В этих вечерах была своя прелесть.
И в горьковатом чае, который Дайна так и не научилась заваривать правильно: она сыпала слишком много заварки в холодный чайник и первую воду не сливала, оттого и чай получался излишне крепким, темным до черноты, но с едва уловимым привкусом плесени.
Дайна сторонилась Ийлэ, делала вид, будто бы не знакома…
Ложь.
Кругом столько лжи, что только куклы безопасны. Ийлэ рассадила их за столом. Отступила. Подползла к трубе, которая была горячей, и значит, отродью не грозит замерзнуть. Оно, отродье, спало, стиснув розовые кулачки, которые выглядывали из белых пеленок…
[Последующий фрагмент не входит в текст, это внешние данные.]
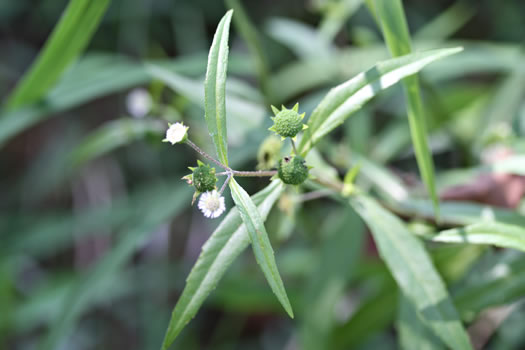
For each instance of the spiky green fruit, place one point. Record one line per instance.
(287, 122)
(203, 177)
(292, 170)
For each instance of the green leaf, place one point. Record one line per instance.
(244, 113)
(226, 243)
(457, 212)
(493, 233)
(91, 77)
(503, 282)
(215, 88)
(414, 272)
(69, 38)
(260, 242)
(250, 34)
(347, 98)
(88, 285)
(391, 17)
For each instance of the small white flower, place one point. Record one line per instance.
(212, 204)
(176, 133)
(139, 102)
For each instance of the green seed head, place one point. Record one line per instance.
(287, 122)
(292, 170)
(203, 177)
(269, 153)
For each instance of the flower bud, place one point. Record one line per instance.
(203, 177)
(287, 122)
(292, 170)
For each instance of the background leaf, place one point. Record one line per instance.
(222, 248)
(350, 96)
(215, 88)
(414, 272)
(493, 233)
(391, 17)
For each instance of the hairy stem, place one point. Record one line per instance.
(206, 155)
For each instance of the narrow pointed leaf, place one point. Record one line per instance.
(226, 243)
(391, 18)
(347, 98)
(69, 38)
(413, 333)
(215, 88)
(85, 289)
(414, 272)
(260, 243)
(252, 38)
(491, 233)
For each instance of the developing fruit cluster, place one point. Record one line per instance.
(287, 122)
(292, 170)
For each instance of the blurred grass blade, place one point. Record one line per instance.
(262, 248)
(215, 88)
(169, 203)
(414, 272)
(448, 22)
(69, 38)
(243, 113)
(92, 76)
(490, 233)
(347, 98)
(457, 213)
(413, 334)
(252, 38)
(502, 283)
(218, 253)
(336, 15)
(112, 135)
(391, 17)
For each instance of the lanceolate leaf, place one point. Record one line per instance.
(413, 333)
(260, 242)
(112, 135)
(215, 88)
(68, 40)
(498, 234)
(391, 18)
(227, 242)
(345, 99)
(414, 272)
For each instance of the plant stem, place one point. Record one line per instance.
(229, 171)
(225, 183)
(206, 155)
(259, 173)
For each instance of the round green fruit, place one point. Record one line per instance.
(204, 178)
(292, 170)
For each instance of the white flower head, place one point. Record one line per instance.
(176, 133)
(139, 102)
(212, 204)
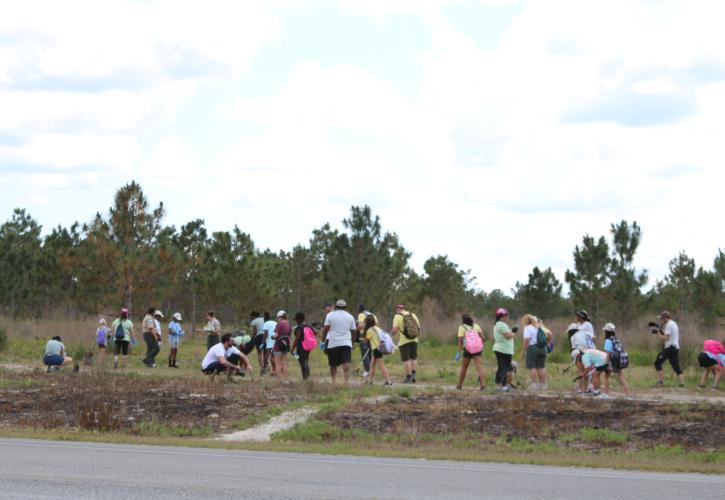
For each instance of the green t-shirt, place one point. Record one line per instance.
(127, 325)
(501, 343)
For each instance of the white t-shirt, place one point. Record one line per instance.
(340, 323)
(673, 334)
(530, 333)
(213, 355)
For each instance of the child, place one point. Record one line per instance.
(175, 334)
(372, 335)
(102, 334)
(609, 343)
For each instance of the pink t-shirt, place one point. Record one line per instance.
(713, 347)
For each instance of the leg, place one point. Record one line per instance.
(462, 372)
(479, 368)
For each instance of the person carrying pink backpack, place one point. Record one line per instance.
(470, 344)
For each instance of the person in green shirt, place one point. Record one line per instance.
(503, 348)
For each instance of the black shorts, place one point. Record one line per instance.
(215, 367)
(468, 355)
(337, 356)
(705, 361)
(121, 346)
(408, 351)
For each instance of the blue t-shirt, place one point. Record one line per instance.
(269, 327)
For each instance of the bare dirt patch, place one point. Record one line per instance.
(127, 403)
(587, 423)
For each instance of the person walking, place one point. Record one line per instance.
(212, 329)
(615, 351)
(503, 349)
(282, 334)
(534, 351)
(102, 335)
(372, 336)
(123, 333)
(407, 326)
(175, 334)
(669, 334)
(150, 338)
(339, 332)
(269, 327)
(470, 344)
(257, 332)
(303, 344)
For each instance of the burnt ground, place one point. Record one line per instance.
(575, 422)
(121, 403)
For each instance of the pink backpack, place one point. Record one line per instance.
(309, 340)
(472, 341)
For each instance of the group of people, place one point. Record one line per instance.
(276, 339)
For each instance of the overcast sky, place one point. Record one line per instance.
(498, 133)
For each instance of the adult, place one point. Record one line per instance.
(103, 334)
(150, 337)
(534, 353)
(712, 361)
(282, 341)
(269, 326)
(54, 356)
(175, 334)
(339, 332)
(257, 333)
(503, 348)
(669, 334)
(361, 341)
(372, 336)
(298, 347)
(611, 343)
(403, 322)
(223, 356)
(212, 329)
(471, 349)
(123, 332)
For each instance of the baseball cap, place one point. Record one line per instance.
(501, 312)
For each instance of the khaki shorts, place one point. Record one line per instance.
(409, 351)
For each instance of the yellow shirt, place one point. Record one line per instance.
(372, 336)
(464, 328)
(399, 323)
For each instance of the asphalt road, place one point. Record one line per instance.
(52, 469)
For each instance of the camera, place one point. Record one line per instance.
(654, 327)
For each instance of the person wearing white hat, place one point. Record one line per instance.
(175, 334)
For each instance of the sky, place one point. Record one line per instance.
(497, 133)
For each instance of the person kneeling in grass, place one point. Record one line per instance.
(712, 360)
(54, 357)
(224, 357)
(372, 336)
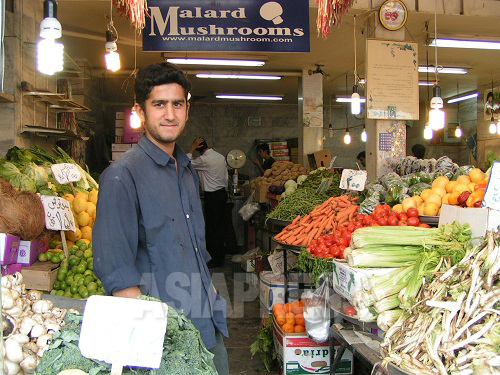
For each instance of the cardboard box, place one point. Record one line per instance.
(347, 280)
(320, 159)
(121, 147)
(479, 219)
(9, 247)
(299, 355)
(40, 275)
(28, 252)
(272, 288)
– Ты здесь? – Нат в отличие от хозяина разрешения не спрашивал, дверь толкнул и вошел. – Здесь.
Ийлэ замерла. Она знала, что щенок ее ненавидит, как и она ненавидит его. И, объединенные этой взаимной ненавистью, они были относительно безопасны друг для друга.
– Ты от них сбежала? – Нат забрался на сундук. Он сидел, покачивая левой ногой, и пятка стукалась о боковину сундука с глухим раздражающим звуком. – Ты их знаешь?
Ийлэ подумала, что можно не отвечать и тогда щенок уйдет.
Или останется.
Она сама не знала, чего ей хочется больше.
– Да, – сказала она и тоже села, прижавшись спиной к печной трубе. Старый свитер, который оказался неожиданно мягким и уютным, а еще настолько большим, что Ийлэ могла в него завернуться едва ли не с головой, грел неплохо, но труба всяко была лучше.
– И они тебе тоже не нравятся?
– Тоже?
Нат кивнул и доверительно произнес:
– Не люблю людей.
Ийлэ подумала и согласилась: в этом имелся смысл. Люди… люди не стоили доверия. И вообще ничего не стоили. Они притворялись друзьями, они обещали помощь, а вместо этого…
– Ты мне тоже не нравишься.
– Знаю.
– И хорошо, что знаешь. – Нат провел ладонью по волосам.
Украденный жест. Смешной.
– Чего?
Ийлэ не смеялась. Она разучилась, тогда, давно уже, но он все равно почувствовал ее… что? Готовность улыбнуться? Чушь какая.
– Я вообще здесь потому, что Райдо сказал за тобой присмотреть. Я и присматриваю.
– Нет.
– Что «нет»?
– Не только поэтому.
Она думала, что щенок разозлится, и на всякий случай нащупала нож. Нож Ийлэ украла на кухне, он был старым, с неудобной, слишком скользкой рукоятью и кривым коротким клинком.
Убить щенка вряд ли получится, но Ийлэ не позволит больше себя мучить… никому не позволит…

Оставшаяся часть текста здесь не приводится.